Neural Memory Model for Russian Text Generation
This model implements a neural memory architecture for Russian text generation using PyTorch and the Titans library. The architecture is based on the implementation from lucidrains/titans-pytorch.
Model Description
The model uses a Transformer architecture enhanced with neural memory capabilities from the Titans library for improved context handling and long-range dependencies in text generation.
Architecture Source
The core architecture is derived from the Titans PyTorch implementation by Phil Wang (@lucidrains). The original implementation provides the following key components that we utilize:
- Memory-enhanced Transformer architecture
- Flexible attention mechanisms
- Neural memory layers
Key Features
- Neural memory architecture with customizable depth and size
- Sliding window attention mechanism
- Gradient accumulation for stable training
- CUDA-optimized implementation
Requirements
Environment
- Python: 3.9.21
- CUDA: 11.8
- GPU with at least 16GB VRAM recommended
Key Dependencies
Python version: 3.9.21
CUDA version: 11.8
Requirements:
adam-atan2-pytorch==0.1.18
datasets==3.2.0
nvidia-cuda-cupti-cu12==12.4.127
nvidia-cuda-nvrtc-cu12==12.4.127
nvidia-cuda-runtime-cu12==12.4.127
nvidia-cudnn-cu12==9.1.0.70
nvidia-cufft-cu12==11.2.1.3
nvidia-curand-cu12==10.3.5.147
nvidia-cusolver-cu12==11.6.1.9
nvidia-cusparselt-cu12==0.6.2
nvidia-nccl-cu12==2.21.5
nvidia-nvtx-cu12==12.4.127
titans-pytorch==0.3.25
torchaudio==2.5.1
torchvision==0.20.1
transformers==4.48.3
triton==3.1.0
wandb==0.19.6
Example
The repository includes complete training and inference code. Key components:
- Data preprocessing (WikiDatasetPreprocessor)

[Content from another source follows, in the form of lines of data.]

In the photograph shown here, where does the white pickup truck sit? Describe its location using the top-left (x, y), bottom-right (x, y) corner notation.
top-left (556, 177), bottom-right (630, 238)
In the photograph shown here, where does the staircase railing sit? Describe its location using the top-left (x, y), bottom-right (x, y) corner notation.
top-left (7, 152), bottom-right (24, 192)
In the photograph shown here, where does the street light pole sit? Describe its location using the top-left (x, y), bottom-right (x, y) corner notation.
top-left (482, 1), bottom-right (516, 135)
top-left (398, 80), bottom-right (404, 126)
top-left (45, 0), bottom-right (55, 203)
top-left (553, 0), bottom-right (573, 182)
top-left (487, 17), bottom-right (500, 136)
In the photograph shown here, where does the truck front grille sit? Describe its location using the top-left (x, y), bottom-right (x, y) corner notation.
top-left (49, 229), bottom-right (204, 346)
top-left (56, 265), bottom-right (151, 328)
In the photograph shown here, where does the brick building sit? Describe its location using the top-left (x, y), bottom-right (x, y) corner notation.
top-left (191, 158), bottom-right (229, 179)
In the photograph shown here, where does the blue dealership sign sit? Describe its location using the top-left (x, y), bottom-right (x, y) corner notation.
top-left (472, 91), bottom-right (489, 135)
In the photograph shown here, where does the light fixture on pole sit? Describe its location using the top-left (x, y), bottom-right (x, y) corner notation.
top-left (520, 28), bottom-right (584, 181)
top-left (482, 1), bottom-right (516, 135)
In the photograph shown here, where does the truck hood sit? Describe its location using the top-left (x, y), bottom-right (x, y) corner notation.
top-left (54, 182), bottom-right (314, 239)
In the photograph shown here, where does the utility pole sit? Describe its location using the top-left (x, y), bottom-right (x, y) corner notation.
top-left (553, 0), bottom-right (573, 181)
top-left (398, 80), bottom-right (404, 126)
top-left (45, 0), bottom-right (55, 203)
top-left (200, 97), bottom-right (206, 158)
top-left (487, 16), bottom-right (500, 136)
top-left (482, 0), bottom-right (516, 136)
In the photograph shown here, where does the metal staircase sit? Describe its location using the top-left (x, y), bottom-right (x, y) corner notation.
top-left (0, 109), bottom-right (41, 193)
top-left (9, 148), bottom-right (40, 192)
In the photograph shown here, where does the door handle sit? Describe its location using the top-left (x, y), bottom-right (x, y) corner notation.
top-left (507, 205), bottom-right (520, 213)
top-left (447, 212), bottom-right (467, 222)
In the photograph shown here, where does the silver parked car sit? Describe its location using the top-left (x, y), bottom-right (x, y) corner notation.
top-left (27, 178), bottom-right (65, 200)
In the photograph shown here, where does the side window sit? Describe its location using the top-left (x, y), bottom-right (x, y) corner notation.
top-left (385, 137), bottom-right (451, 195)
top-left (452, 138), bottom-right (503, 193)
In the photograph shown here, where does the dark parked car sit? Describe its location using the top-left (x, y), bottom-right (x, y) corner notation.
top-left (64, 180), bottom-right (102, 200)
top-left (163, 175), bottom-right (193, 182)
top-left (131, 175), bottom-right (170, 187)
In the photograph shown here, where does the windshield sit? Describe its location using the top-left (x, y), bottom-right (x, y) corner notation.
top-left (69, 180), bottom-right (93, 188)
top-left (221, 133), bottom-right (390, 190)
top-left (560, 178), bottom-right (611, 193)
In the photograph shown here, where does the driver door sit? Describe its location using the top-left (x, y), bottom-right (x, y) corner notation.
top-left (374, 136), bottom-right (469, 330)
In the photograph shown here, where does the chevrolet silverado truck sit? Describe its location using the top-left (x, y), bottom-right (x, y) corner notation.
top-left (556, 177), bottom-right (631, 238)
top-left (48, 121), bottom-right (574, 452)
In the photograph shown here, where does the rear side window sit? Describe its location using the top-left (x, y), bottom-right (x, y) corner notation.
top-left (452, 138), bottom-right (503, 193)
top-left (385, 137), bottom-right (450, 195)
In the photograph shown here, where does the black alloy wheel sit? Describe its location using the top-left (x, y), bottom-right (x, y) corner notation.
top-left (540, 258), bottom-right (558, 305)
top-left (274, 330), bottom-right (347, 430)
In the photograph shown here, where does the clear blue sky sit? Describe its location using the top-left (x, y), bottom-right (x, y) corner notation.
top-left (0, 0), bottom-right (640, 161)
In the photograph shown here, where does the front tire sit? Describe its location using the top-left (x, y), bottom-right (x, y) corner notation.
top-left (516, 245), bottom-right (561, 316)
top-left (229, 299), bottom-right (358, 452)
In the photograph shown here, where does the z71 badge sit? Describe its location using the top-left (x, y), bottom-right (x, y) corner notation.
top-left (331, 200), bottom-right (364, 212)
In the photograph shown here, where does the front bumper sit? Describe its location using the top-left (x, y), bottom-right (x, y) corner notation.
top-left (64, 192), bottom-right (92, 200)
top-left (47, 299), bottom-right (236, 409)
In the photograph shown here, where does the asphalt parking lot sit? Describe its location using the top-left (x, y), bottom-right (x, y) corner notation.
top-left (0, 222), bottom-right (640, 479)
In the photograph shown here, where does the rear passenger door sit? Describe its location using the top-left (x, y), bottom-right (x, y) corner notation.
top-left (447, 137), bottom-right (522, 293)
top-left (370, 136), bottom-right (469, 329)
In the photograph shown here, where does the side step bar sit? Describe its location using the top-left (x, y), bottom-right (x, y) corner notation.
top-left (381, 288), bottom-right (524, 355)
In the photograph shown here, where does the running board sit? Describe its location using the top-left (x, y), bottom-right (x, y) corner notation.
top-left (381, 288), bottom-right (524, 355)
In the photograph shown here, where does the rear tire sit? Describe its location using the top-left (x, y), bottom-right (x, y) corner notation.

- Custom dataset implementation (WikiTextDataset)
- Training loop with gradient accumulation
- Validation and checkpointing
Example Code
import os
import warnings
from pathlib import Path
from typing import List, Dict, Optional, Tuple
import torch
from torch import nn
from torch.utils.data import Dataset, DataLoader
from transformers import (
GPT2TokenizerFast,
PreTrainedModel,
PreTrainedTokenizer,
AutoConfig,
AutoModelForCausalLM,
AutoTokenizer,
PretrainedConfig,
GenerationMixin,
pipeline
)
from transformers.modeling_outputs import CausalLMOutputWithCrossAttentions
from huggingface_hub import HfApi, login
from datasets import load_dataset
from tqdm import tqdm
from adam_atan2_pytorch import AdoptAtan2
from titans_pytorch import (
MemoryAsContextTransformer,
MemoryMLP,
MemoryAttention
)
# Отключаем предупреждения
warnings.filterwarnings("ignore", category=UserWarning)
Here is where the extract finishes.